# -*- coding: utf-8 -*-
import torch
import wandb
import torch.nn as nn
from torch.optim import AdamW, Adam, SGD
from torch.optim.lr_scheduler import (
    LambdaLR,
    CyclicLR,
    CosineAnnealingLR,
    StepLR,
    LinearLR,
    ConstantLR,
)

from losses import *


def get_scheduler(opt, args, trainloader):
    if args.scheduler == "onecycle":
        scheduler = CyclicLR(
            opt,
            base_lr=1e-5,
            max_lr=args.lr,
            step_size_up=2 * len(trainloader),
            mode="triangular2",
        )
    elif args.scheduler == "cosine":
        scheduler = CosineAnnealingLR(
            opt, T_max=args.epochs * len(trainloader), eta_min=1e-5
        )
    elif args.scheduler == "step":
        scheduler = StepLR(opt, step_size=10, gamma=0.1)
    elif args.scheduler == "linear":
        scheduler = LinearLR(
            opt,
            start_factor=1.0,
            end_factor=0.1,
            total_iters=args.epochs * len(trainloader),
        )
    elif args.scheduler == "constant":
        scheduler = ConstantLR(
            opt, factor=1, total_iters=args.epochs * len(trainloader), last_epoch=-1
        )
    elif args.scheduler == "none":
        scheduler = LambdaLR(opt, lr_lambda=lambda epoch: 1)
    else:
        raise ValueError(f"Unknown scheduler {args.scheduler}")
    return scheduler


def get_optimizer(model, args):
    if args.varying_lrs:
        opt = AdamW(
            [
                {"params": model.layers.parameters(), "lr": args.lr},
                {
                    "params": [
                        *list(model.attr_layers[0].parameters()),
                        *list(model.attr_bn_layers[0].parameters()),
                        *list(model.classifier_layers[0].parameters()),
                    ],
                    "lr": args.lr,
                },
                {
                    "params": [
                        *list(model.attr_layers[1].parameters()),
                        *list(model.attr_bn_layers[1].parameters()),
                        *list(model.classifier_layers[1].parameters()),
                    ],
                    "lr": args.lr * 10,
                },
            ]
        )
    elif args.opt == "adamw":
        opt = AdamW(model.parameters(), lr=args.lr, weight_decay=args.weight_decay)
    elif args.opt == "adam":
        opt = Adam(model.parameters(), lr=args.lr, weight_decay=args.weight_decay)
    elif args.opt == "sgd":
        opt = SGD(
            model.parameters(),
            lr=args.lr,
            momentum=args.momentum,
            weight_decay=args.weight_decay,
        )
    return opt


def log_and_print(message, logger=None):
    if logger is not None:
        logger.info(message)
    else:
        print(message)


def complete_logging(
    epoch,
    logger,
    args,
    num_clfs,
    loader,
    loss,
    cls_acc,
    attr_acc,
    cls_01_acc,
    attr_01_acc,
    cls_auc,
    attr_auc,
    mode="train",
):
    if mode == "train":
        logger_name = "Training"
        wandb_name = "train"
        log_and_print(f"Epoch {epoch} Training Completed.
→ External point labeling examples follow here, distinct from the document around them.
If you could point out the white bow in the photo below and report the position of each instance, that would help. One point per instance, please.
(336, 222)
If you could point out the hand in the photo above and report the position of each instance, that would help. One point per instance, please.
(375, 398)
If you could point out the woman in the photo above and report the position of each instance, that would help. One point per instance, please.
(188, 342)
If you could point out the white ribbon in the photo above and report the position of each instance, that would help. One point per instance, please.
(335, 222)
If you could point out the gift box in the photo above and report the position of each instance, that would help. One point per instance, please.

Total Loss={loss}", logger)
        if args.wandb:
            wandb.log({"epoch": epoch, "loss": loss})
    elif mode == "val":
        logger_name = "Validation"
        wandb_name = "val"
        log_and_print(f"Validation Loss: {loss}", logger)
        if args.wandb:
            wandb.log({f"val_loss": loss})
    elif mode == "test":
        logger_name = "Test"
        wandb_name = "test"
        log_and_print(f"Test Loss: {loss}", logger)
        if args.wandb:
            wandb.log({f"test_loss": loss})
    else:
        raise ValueError(f"Unknown mode {mode}")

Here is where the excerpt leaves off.